Faster and faster, I pedal along... push it up the big hill, my legs burning, then I finally reach the top, throw my hands up and yell "Weeeee" as I soar down effortlessly, my hat blows off in the wind.
Towards the bottom I start to think about what's ahead, and when I open my eyes, I see it's another, even bigger hill. I wonder if I can make it up another one, my legs are pretty tired from the last one, and I didn't get much of a break.
I start to think of how much work it is to have just a few moments of bliss.
I climb another one. This time, as I'm going down, I come to a long straight stretch at the bottom, and I just pedal along for a while comfortably, but soon, another hill is on the path, and I'm really tired now. I'm not 13, I'm 33, and I'm out of shape. I haven't really tried to do anything like this in so many years.
I push on to make it over the next hill, my bike a little wobbly as I pedal so slowly up the hill I'm hardly keeping my balance. I get to the top. I stop. I just want to stay at the top now, the moments of bliss aren't seeming worth it. I stand there, and enjoy how beautiful things look from this veiwpoint, at this moment. My head clears, and then I begin to wonder how beautiful things will look from even higher, and off I go.
-- Edited by justadrunk on Monday 28th of May 2012 09:32:22 AM
-- Edited by justadrunk on Monday 28th of May 2012 09:32:58 AM
__________________
Thanks for everything.
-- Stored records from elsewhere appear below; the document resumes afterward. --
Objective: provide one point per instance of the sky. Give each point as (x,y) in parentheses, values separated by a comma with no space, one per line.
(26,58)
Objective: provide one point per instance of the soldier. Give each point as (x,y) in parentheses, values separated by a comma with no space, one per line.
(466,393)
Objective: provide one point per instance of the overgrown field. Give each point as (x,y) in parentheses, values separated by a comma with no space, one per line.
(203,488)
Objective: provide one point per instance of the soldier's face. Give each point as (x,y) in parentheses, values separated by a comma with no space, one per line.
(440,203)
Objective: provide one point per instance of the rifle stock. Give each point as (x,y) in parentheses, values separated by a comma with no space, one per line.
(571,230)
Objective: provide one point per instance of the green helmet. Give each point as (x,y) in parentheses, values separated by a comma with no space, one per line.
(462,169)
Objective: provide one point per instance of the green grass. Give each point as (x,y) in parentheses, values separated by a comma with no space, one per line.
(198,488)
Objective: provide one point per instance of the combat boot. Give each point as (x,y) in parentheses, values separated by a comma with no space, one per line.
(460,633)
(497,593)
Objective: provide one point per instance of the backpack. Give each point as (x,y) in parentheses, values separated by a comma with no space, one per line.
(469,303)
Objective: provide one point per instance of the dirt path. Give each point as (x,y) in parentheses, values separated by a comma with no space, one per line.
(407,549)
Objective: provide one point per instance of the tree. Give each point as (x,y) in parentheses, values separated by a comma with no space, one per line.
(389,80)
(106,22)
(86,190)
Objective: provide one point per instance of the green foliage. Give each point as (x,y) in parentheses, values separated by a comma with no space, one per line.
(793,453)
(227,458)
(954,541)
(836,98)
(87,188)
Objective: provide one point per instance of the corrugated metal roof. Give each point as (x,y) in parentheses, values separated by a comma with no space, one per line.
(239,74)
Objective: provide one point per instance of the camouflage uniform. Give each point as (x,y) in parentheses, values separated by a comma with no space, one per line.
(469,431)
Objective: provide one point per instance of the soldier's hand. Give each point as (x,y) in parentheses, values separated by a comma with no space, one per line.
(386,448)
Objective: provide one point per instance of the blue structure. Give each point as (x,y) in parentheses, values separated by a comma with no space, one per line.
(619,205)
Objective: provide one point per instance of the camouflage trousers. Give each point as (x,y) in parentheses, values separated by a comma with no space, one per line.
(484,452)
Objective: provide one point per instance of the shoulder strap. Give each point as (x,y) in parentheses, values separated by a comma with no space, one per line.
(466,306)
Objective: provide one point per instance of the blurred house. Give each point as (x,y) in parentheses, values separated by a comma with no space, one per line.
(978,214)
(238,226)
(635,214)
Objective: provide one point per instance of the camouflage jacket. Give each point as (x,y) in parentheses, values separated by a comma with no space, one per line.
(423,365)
Peace and Love on your journey.
God bless you, Tasha. glad you are here. at 58 i am content to enjoy the beauty of your journey through your eyes. my goals and growth are just as exciting, but, admittedly come at a much slower pace. so glad you share your heart with us. we are staying sober together understanding we only 'have' today. there are no more coulda woulda shouldas to mope over, just conquer the next freaking hill the best we can and enjoy the exertion and the view. it isn't the destination, it is the journey that counts. keep coming back. love you, sheila/jj
I start to think of how much work it is to have just a few moments of bliss.
This resonated with me in probably a different context than you meant it but...
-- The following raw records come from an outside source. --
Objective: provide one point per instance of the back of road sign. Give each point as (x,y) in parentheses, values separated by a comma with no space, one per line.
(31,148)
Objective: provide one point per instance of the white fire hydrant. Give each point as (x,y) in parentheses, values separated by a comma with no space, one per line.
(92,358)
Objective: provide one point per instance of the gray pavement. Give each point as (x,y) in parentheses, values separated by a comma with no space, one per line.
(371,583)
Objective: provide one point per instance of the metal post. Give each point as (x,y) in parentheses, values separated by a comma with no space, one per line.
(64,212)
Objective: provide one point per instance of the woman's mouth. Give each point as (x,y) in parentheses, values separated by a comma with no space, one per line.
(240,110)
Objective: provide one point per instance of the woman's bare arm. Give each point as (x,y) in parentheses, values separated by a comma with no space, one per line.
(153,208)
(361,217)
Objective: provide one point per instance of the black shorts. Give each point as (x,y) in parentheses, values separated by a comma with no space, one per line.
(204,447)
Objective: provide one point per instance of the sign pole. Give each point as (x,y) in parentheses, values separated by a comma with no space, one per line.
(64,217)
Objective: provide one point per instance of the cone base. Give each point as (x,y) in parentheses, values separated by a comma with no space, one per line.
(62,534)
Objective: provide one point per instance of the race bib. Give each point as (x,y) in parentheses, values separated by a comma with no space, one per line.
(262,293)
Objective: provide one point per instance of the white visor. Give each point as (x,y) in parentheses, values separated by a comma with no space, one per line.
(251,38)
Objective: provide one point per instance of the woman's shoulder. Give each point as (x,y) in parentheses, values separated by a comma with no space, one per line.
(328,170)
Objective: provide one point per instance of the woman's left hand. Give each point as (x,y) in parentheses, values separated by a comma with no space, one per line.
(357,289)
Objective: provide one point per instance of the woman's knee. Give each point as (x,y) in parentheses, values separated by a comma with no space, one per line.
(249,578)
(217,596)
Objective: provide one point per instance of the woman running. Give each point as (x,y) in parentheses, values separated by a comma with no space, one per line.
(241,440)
How much work it became to escape into the bottle and get the illusion of bliss. It is easier for me to forgo the moments of escape and enjoy the moments without alcohol.
I start to think of how much work it is to have just a few moments of bliss.
_______________________________________
Angell wrote:
How much work it became to escape into the bottle and get the illusion of bliss. It is easier for me to forgo the moments of escape and enjoy the moments without alcohol.
Angell you helped me make a connection here. I'm always pounding my keyboard about getting out into the NOW! Taking a walk early in the morning to hear the birds sing and watch other animals come out and do they're thing. A walk through the woods are down by a lake. By I never thought of it as "moments of escape and enjoy the moments without alcohol." We all need to escape what's between our ears with a trip to reality, which would feel like "La La" land compared to the usual self centered crap going on in our head.
Great stuff Tasha. I can remember my first real test in sobriety. The hill I had to climb seemed so insurmountable, but the payoff was huge. Thanks for reminding me of that.